For Art’s Sake - Mix it up Art complex planned for Midtown

Outside-the-box art gallery Modern Primitive has been offering its eclectic wares in the heart of Virginia-Highland since 1990. But owner Mark Karelson is expanding his presence in the art community with a new venue. While an influx of galleries into Castleberry Hill is remaking that downtown neighborhood into a culture hub, Karelson has his eyes on a Midtown warren of industrial spaces, warehouses and interior design studios as a potential mini-art complex.

In May, Karelson and his partner Glen Murer will launch the Mason/Murer Gallery in a 25,000-square-foot former tombstone warehouse at 1999-B Armour Drive in the Armour Industrial Park. Modern Primitive Gallery will remain at its present location on North Highland Avenue for at least another year, though Karelson says he might consider closing that space if it becomes “redundant.”

The new space, roughly 12 times the size of Modern Primitive, will allow Karelson to venture out from his first love of folk and outsider art.

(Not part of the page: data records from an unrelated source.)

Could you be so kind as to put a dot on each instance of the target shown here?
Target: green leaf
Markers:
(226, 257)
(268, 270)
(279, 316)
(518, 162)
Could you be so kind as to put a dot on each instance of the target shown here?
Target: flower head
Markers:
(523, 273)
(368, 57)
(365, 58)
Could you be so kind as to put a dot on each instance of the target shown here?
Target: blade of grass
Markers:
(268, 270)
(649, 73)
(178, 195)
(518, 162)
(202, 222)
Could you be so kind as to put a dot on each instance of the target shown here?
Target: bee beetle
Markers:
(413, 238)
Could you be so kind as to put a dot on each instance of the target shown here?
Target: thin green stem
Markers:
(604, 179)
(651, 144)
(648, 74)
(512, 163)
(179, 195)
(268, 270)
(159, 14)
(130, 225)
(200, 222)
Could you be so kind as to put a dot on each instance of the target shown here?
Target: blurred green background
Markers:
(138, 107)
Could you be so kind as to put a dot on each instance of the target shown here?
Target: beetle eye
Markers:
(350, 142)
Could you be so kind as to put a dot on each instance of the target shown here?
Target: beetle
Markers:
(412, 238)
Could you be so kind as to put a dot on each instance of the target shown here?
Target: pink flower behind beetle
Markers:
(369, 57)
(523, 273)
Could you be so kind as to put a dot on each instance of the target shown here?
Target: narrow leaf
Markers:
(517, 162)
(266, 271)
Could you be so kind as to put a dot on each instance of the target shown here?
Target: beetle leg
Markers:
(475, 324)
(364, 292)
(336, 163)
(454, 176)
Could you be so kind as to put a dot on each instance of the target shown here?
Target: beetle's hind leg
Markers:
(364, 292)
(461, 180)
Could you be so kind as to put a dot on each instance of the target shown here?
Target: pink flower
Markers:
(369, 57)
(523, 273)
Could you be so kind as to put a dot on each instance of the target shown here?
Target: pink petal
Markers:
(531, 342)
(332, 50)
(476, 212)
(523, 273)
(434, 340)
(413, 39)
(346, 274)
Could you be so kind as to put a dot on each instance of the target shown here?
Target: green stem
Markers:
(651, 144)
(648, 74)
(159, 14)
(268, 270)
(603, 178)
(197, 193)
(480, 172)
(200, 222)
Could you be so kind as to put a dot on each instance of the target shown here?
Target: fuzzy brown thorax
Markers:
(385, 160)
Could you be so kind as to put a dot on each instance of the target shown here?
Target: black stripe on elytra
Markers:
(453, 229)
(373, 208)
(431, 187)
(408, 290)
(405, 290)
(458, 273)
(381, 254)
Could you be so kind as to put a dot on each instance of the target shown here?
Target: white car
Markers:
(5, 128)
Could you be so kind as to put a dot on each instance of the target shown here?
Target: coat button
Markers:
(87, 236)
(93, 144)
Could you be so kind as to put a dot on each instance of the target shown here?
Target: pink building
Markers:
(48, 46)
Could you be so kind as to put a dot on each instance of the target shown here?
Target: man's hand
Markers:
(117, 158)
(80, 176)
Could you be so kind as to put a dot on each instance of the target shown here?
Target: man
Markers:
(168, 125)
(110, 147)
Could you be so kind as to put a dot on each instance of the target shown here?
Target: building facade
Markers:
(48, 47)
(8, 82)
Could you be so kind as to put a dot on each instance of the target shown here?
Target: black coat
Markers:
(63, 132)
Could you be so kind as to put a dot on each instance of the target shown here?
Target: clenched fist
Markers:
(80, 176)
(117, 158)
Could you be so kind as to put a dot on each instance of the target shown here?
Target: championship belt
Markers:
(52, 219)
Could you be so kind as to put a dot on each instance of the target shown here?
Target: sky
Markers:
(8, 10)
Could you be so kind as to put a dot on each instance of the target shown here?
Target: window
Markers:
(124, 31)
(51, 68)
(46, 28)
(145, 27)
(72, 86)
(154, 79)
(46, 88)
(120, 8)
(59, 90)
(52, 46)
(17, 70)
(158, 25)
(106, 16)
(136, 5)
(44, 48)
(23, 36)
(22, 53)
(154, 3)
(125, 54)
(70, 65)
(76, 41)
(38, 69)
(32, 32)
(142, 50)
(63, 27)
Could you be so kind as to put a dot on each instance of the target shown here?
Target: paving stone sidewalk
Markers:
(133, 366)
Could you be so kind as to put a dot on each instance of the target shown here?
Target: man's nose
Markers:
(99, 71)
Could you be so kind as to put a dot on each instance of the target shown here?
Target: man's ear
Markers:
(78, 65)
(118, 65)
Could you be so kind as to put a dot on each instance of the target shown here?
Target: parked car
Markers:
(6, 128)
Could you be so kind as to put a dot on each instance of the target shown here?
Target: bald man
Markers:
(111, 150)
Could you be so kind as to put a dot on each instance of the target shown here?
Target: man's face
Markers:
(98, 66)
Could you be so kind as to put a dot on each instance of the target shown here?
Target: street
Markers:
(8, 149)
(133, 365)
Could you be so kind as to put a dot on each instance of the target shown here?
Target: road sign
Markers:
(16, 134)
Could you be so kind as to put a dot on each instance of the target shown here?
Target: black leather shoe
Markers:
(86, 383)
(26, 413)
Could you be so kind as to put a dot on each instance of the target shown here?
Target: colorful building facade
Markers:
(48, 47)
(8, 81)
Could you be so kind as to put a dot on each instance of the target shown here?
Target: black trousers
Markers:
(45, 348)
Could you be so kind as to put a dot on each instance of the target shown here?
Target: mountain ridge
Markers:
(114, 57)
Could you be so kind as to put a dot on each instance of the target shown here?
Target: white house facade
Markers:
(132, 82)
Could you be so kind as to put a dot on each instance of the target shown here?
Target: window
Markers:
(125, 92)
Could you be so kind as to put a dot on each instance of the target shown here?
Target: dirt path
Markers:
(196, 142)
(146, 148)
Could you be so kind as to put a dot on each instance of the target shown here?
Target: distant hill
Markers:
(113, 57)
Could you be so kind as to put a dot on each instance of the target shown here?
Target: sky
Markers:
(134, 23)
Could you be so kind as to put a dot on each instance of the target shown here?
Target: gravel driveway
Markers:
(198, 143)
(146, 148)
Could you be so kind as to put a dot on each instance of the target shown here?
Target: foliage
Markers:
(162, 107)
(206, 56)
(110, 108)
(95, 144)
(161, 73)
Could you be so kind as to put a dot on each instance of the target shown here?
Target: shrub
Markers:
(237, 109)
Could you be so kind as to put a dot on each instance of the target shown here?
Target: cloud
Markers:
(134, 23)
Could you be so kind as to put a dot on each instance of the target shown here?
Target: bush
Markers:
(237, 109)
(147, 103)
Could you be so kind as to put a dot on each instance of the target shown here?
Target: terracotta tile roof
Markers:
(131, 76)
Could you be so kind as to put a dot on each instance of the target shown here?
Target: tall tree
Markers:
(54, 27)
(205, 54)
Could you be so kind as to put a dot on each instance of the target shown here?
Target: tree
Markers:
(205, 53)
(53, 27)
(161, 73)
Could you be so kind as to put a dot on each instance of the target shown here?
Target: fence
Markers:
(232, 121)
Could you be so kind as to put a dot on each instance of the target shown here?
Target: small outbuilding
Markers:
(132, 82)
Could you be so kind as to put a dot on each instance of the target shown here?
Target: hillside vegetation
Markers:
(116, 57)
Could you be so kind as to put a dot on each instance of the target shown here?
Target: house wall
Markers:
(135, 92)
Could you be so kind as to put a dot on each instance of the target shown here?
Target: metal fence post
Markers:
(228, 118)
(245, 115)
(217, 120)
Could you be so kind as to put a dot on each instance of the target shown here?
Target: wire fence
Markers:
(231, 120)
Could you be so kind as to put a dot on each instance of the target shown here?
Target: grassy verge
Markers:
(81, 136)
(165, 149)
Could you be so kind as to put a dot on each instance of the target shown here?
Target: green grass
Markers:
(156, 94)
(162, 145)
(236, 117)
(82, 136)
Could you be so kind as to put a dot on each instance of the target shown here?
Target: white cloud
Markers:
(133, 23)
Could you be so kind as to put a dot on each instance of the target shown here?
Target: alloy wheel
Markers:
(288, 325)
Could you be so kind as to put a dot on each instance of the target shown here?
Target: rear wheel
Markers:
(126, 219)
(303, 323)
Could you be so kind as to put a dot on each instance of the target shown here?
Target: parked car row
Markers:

For the May 7 opening, the Mason/Murer art superstore will feature a bevy of diverse artists, including photographer Ilia Varcev, self-taught artists Clementine Hunter and Sybil Gibson, contemporary artists Thomas Prochnow and Dennis Campay and seniors from Spelman and Morehouse colleges. The space will be broken up into thematic spaces — a 3,000-square-foot space devoted to noncommercial projects; 5,000 square feet dedicated to photography and outsider/self-taught work; and a 15,000-square-foot chunk of space reserved for contemporary art.

Part of Karelson’s mission is to convince art-goers that self-taught and outsider art (which makes up such a large part of the Modern Primitive aesthetic) is as valid as photography or conceptual art. He hopes that juxtaposing art school grads with self-taught artists will lead to a greater democratization of art. Through March 14, Modern Primitive features the vibrant work of African-American painter and Morris Brown professor Louis Delsarte.

After only two years as editor-in-chief of Atlanta’s bimonthly Art Papers magazine, Charles Reeve is calling it quits. He has announced his departure from the magazine, which has begun an anticipated five-month search for a replacement. The 41-year-old Reeve, who will remain with the publication through the summer, says he’s currently searching for jobs in academia and publishing.

The Atlanta art scene would probably be a more vital place if artists had the resources and know-how to get their work out there in the most advantageous light. But few art degrees come with the “real world” training essential to art world success. To help bridge that gap, the Atlanta Contemporary Art Center will present the second in its “Artist Survival Skills” series March 11-April 24. In these two-hour sessions, artists get a crash course in Everything You Wanted to Know About the Art World But Were Afraid to Ask. Artists and gallery owners will discuss the intricacies of their relationships and lawyers will talk about copyright issues and handling the sale of work. In addition, Carrie Przybilla, High Museum curator of modern and contemporary art, moderates a panel of successful regional artists like Radcliffe Bailey and Todd Murphy, detailing how they “made it,” and yours truly will moderate a discussion on alternative spaces.

Admission is $5 or free for Contemporary members. For more information about these and many other programs call 404-688-1970, ext. 217 or go to www.thecontemporary.org.

Look more

- Lambert Gallery of Art (lambertgallery.com), located on an obscure stretch of Lambert Drive off Piedmont Avenue, is not the kind of place you just stumble upon driving through town. And the eccentric range of artworks in its current exhibition, Gender Gap, is equally hard to pin down. The show is probably not the most satisfying exploration of gender, since it seems to imply that male artists deal with tortured themes of war and drug addiction while women are lost in sunshine-dappled reveries of nature contemplating their own reproductive potential.

For the girl’s team, Tamara McElhannon’s works are delicately surreal oil paintings with a preponderance of ovum imagery. James Ross Oder, meanwhile, offers shocking paintings of John Wayne Gacy-style scary clowns, apocalypse and women contorting their T&A for the best view. It’s hard to tell if Oder is questioning this porn- and horror-laced guy’s-eye view or just widening the gap. The show runs through April 30.

- Atlanta-bred, New York-based artist Kara Walker has become a lightning rod for controversy. Does she perpetuate negative images of African-Americans in her 19th-century silhouette-derived works featuring caricatured slaves and masters? Or is she merely shedding light on how racial stereotypes have permeated every part of our culture? If you want to learn more about what makes Walker’s work so powerful and divisive, The Spruill Gallery (which exhibits Walker’s work in its current show Silhouette: The Art of the Form) presents a free lecture titled “Beyond Black & White: Kara Walker’s Dirty South” by Elizabeth Chapman Sun., March 7 at 3 p.m.